However, Firm 1 incorporates the output of Firm 2 in its own reaction function and maximizes its own profit. This can be shown with the help of the following calculations:
R1 = P*Q1 = [100 –Q1 –Q2]*Q1 = 100.Q1 – Q1^2 – Q1.Q2
Therefore, the marginal revenue of the Firm 1 is given as follows:
MR1 = 100 – 2Q1 – Q2
At the equilibrium condition, MR1 = MC1,
This implies, 100 = 2.Q1 + Q2, that is,
Q1 = [100 – Q2]/2 = [100 -25]/2 = 75/2 = 37.5
This implies, Q1 = 37.5.
Therefore, the output which will maximize the profit of Firm 1, who is resorting to cheating, is 37.5, while Firm 2 is producing according to the agreement of the cartel.

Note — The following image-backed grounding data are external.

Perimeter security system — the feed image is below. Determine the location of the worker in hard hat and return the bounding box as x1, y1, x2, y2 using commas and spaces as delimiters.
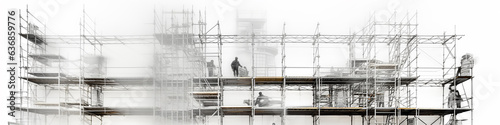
255, 92, 269, 107
231, 57, 241, 77
448, 85, 463, 108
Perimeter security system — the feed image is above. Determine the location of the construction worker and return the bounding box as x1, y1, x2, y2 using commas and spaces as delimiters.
231, 57, 241, 77
255, 92, 269, 107
207, 60, 215, 77
448, 85, 463, 108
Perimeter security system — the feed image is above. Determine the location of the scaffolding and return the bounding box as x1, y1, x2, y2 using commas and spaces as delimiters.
17, 6, 473, 125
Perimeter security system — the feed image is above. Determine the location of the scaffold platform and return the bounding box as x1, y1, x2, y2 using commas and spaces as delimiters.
193, 106, 471, 115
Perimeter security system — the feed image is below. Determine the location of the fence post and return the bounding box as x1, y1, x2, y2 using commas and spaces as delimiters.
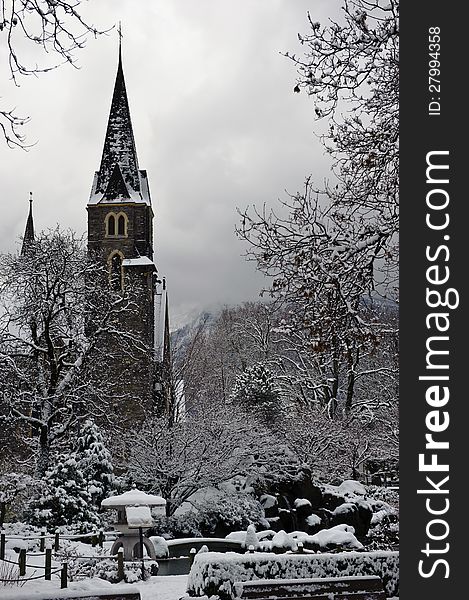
0, 529, 6, 560
60, 562, 68, 590
39, 529, 47, 552
44, 544, 52, 581
18, 548, 26, 577
117, 548, 124, 581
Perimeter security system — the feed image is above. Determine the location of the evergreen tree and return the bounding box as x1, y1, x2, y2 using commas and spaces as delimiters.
231, 363, 281, 424
75, 419, 114, 509
30, 453, 99, 532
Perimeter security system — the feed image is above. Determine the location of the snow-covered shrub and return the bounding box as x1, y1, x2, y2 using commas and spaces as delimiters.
242, 525, 259, 550
187, 552, 399, 600
29, 453, 100, 532
198, 494, 267, 537
0, 557, 23, 588
290, 524, 363, 550
150, 535, 169, 558
75, 419, 114, 510
230, 363, 281, 423
94, 559, 158, 583
271, 529, 298, 552
0, 472, 37, 527
147, 511, 203, 540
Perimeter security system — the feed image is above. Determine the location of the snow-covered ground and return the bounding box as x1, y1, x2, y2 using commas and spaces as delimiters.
0, 575, 187, 600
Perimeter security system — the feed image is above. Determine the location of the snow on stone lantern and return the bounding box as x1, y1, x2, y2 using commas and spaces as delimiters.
101, 489, 166, 560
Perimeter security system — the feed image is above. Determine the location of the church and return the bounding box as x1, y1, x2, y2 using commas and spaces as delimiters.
23, 44, 174, 420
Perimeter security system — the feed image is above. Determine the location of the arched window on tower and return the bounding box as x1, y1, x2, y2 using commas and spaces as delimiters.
106, 214, 116, 235
109, 252, 122, 290
117, 215, 125, 235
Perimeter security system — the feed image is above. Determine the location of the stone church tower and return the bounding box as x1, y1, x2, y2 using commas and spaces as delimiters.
87, 45, 173, 418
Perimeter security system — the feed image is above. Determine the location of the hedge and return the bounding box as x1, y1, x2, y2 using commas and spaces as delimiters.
187, 552, 399, 600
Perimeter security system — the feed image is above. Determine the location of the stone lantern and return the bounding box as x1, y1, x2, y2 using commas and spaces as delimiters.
101, 489, 166, 560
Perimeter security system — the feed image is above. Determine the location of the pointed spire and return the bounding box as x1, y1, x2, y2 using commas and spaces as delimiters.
96, 23, 140, 200
21, 192, 34, 254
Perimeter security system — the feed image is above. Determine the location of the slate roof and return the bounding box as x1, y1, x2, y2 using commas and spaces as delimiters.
21, 193, 34, 254
89, 46, 151, 204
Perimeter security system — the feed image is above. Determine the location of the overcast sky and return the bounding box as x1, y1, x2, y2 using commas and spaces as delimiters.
0, 0, 340, 327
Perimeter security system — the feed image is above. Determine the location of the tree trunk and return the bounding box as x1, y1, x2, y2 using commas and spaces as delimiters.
36, 425, 50, 479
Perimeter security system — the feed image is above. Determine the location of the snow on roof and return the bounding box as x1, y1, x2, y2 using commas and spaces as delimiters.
88, 170, 151, 206
125, 506, 153, 528
101, 489, 166, 508
122, 256, 156, 270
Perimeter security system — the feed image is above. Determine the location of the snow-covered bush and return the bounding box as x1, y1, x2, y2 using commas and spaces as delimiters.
150, 535, 169, 558
29, 453, 100, 532
187, 552, 399, 600
147, 511, 203, 540
94, 560, 158, 583
75, 419, 114, 510
271, 529, 298, 552
230, 363, 281, 423
242, 525, 259, 550
198, 494, 268, 537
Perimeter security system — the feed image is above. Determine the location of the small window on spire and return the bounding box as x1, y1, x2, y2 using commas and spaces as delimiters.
107, 214, 116, 235
110, 253, 122, 291
117, 215, 125, 235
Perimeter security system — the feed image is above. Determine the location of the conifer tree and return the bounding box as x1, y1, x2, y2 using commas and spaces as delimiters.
30, 453, 99, 531
232, 363, 281, 424
75, 419, 114, 509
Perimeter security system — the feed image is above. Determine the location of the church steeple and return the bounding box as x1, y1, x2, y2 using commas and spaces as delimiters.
90, 31, 150, 204
21, 192, 34, 254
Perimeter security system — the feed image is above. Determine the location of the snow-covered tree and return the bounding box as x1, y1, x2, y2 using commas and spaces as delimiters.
0, 0, 106, 147
0, 228, 149, 477
127, 401, 296, 515
287, 0, 399, 295
0, 472, 38, 527
237, 0, 399, 414
30, 453, 99, 532
231, 364, 282, 424
75, 419, 114, 509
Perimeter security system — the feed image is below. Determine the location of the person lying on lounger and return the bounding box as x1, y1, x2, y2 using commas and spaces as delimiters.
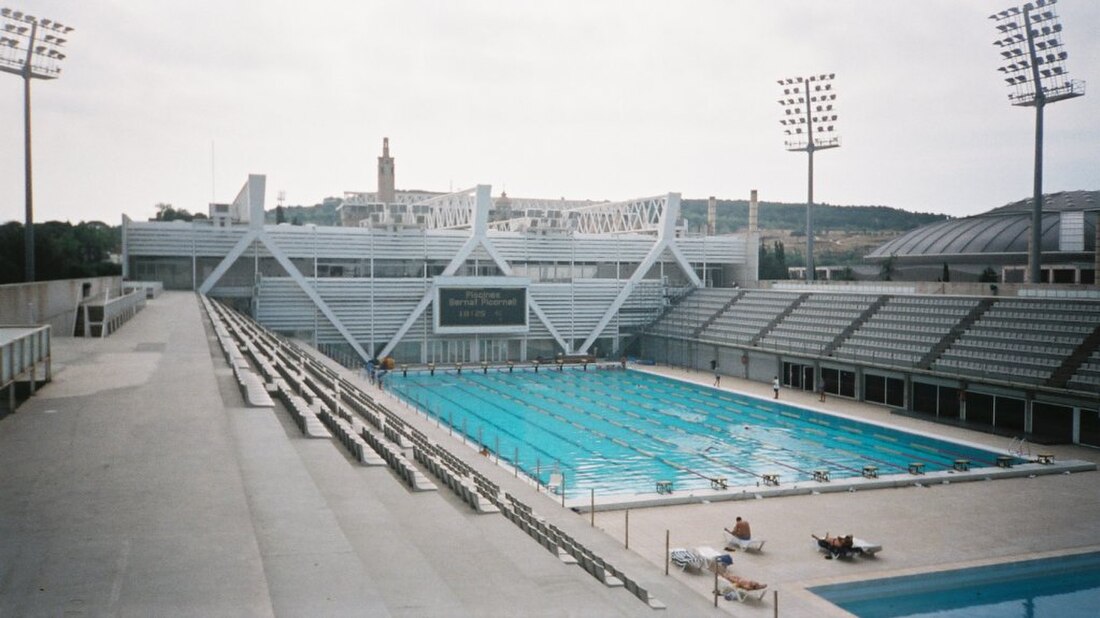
718, 573, 768, 591
810, 532, 855, 560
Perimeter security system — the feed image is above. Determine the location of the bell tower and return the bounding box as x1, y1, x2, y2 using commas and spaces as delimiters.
377, 137, 397, 203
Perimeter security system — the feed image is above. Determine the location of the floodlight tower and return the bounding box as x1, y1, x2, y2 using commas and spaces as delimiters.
989, 0, 1085, 284
779, 73, 840, 282
0, 9, 73, 283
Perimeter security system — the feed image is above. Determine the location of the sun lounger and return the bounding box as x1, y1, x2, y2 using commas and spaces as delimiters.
669, 548, 706, 571
814, 538, 882, 558
718, 584, 768, 603
722, 531, 767, 552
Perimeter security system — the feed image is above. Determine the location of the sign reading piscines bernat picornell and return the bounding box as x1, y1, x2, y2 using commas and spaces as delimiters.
433, 277, 530, 334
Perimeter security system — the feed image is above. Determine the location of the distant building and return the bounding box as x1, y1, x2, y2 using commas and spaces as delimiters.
866, 191, 1100, 284
123, 153, 759, 363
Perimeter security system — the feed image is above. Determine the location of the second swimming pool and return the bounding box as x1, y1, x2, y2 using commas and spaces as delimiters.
386, 367, 1020, 497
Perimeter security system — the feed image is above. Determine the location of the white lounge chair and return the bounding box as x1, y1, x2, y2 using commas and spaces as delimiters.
814, 537, 882, 558
722, 530, 767, 552
851, 538, 882, 556
718, 582, 768, 603
669, 548, 706, 571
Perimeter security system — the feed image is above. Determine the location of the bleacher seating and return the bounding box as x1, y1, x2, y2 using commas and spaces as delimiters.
1068, 350, 1100, 391
201, 295, 664, 609
650, 288, 738, 339
700, 290, 800, 344
760, 294, 878, 354
833, 296, 979, 367
932, 299, 1100, 384
647, 286, 1100, 390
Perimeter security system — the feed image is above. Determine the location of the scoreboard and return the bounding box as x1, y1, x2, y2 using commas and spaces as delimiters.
433, 277, 529, 334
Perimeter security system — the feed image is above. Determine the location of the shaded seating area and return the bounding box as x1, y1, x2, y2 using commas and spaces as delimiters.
932, 299, 1100, 384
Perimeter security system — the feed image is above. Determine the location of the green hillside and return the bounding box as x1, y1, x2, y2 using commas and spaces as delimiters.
681, 199, 947, 235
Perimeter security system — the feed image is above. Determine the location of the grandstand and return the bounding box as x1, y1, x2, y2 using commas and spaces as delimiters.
123, 170, 1100, 445
123, 175, 758, 363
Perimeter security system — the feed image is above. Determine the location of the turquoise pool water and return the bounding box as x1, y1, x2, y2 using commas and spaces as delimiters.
810, 553, 1100, 618
386, 367, 1020, 496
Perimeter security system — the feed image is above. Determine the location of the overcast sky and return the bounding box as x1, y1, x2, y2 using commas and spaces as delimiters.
0, 0, 1100, 224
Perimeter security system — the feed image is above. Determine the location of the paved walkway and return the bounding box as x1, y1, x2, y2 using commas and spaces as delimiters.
0, 293, 707, 617
596, 360, 1100, 617
0, 293, 1100, 617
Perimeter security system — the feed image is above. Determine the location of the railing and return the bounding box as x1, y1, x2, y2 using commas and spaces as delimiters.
0, 325, 51, 402
81, 290, 145, 338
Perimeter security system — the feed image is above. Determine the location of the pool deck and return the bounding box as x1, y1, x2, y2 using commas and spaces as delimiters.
595, 367, 1100, 617
0, 293, 1100, 618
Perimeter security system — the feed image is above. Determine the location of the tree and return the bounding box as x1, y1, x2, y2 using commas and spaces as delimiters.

Q = Q1 + Q2 = 37.5 + 25 = 62.5
Therefore, P = 100 – 62.5 = 37.5
Therefore, the profit of Firm 1, is:
Profit 1 = P*Q1 = 37.5*37.5 = 1406.25
Therefore, Profit 1 = 1406.25.
Profit 2 = P*Q2 = 37.5*25 = 937.5
Therefore, Profit 2 = 937.5.
If neither of the firms keep the agreement,
The reaction function of Firm 1 is:
Q1 = (100-Q2)/2
That of Firm 2 is, Q2 = (100-Q1)/2.
Assuming Cournot Solution, solving for the two reaction functions, we get as follows:
Q1 = [100 – {(100-Q1)/2}]/2
Therefore, 4Q1 = 100 + Q1
Therefore, Q1 = 33.33.
Q2 = (100 -33.33)/2 = 33.33
That is, Q2 = 33.33.
The firms, by nature will try to default in a cartel structure. The only circumstances under which both the firms will try not to default is when the game is going to be repeated for infinite number of times or neither of the firms have any information regarding when the game will be played for the last time (Liu 2013). That is, the number of periods for which, the game will be played is uncertain. If the players know that the game will going to be repeated for n times, one will try to default at (n-1)th period. Speculating this, the other firm will try to default at (n-2)th period and this will go on. This implies, defaulting will start right from the initiation of the cartel (Marshall and Marx 2012).
References
Bakó, B. and Kálecz-Simon, A., 2012. Price discrimination in asymmetric Cournot oligopoly. Economics Letters, 116(3), pp.301-303.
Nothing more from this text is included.